We found the domes fell into three groups: (1) those completely covered by dunes, (2) those partially covered by dunes and (3) those with no dunes. We investigated the morphology and the relative position of the domes using MOLA elevation data. We found that the domes are always asymmetrically placed within the craters. However, this asymmetry could not easily be linked to wind directions as revealed by dune slip-faces [2]. The domes often have a moat-like structure and in some cases do not cover the entire crater floor, e.g. Louth Crater. From image data, we identified six craters which possessed internal stratigraphy, in the form of regularly spaced layers, and of these we have inspected three in detail. We found that the layers possess both strong sinuosity and high angle unconformities.

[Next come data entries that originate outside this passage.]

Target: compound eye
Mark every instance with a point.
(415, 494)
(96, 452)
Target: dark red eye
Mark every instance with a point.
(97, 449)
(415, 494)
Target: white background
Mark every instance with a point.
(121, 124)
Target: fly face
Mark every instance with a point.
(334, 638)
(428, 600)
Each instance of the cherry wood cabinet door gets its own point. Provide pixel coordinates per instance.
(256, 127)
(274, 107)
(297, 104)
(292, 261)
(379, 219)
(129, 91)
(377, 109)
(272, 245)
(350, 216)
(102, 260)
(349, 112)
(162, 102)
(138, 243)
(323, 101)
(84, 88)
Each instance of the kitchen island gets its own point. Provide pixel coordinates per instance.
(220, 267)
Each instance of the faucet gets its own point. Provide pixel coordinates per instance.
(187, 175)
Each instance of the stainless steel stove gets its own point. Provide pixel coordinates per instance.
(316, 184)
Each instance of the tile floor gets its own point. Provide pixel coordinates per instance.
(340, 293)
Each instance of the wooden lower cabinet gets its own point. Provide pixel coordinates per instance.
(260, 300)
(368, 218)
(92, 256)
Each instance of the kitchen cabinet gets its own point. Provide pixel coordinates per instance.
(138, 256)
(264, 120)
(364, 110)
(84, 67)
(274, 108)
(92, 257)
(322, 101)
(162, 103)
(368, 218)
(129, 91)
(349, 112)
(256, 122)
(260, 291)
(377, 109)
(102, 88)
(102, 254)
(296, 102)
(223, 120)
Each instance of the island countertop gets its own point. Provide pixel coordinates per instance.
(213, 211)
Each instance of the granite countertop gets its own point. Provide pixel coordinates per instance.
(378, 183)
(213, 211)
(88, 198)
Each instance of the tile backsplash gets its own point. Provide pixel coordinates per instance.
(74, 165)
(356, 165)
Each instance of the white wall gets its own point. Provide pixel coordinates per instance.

We interpret the internal stratigraphy as representing a sequence of regular cyclic accumulations, which produced the layers, followed by asymmetric ablation and subsequent resumption of accumulation, to produce the unconformities. Hence, the present-day shape of the domes indicates that they are in a phase of ablation.We attribute the colour contrasts between layers to different levels of dust, or particulate content. This could form a source for the dunes, which are often located on the summits of these domes. We find that this sequence is best explained by a model of atmospheric condensation. Our measurements of internal layer spacing and observations of layer stratigraphy argues that these deposits are not linked directly to a former, more extensive polar cap.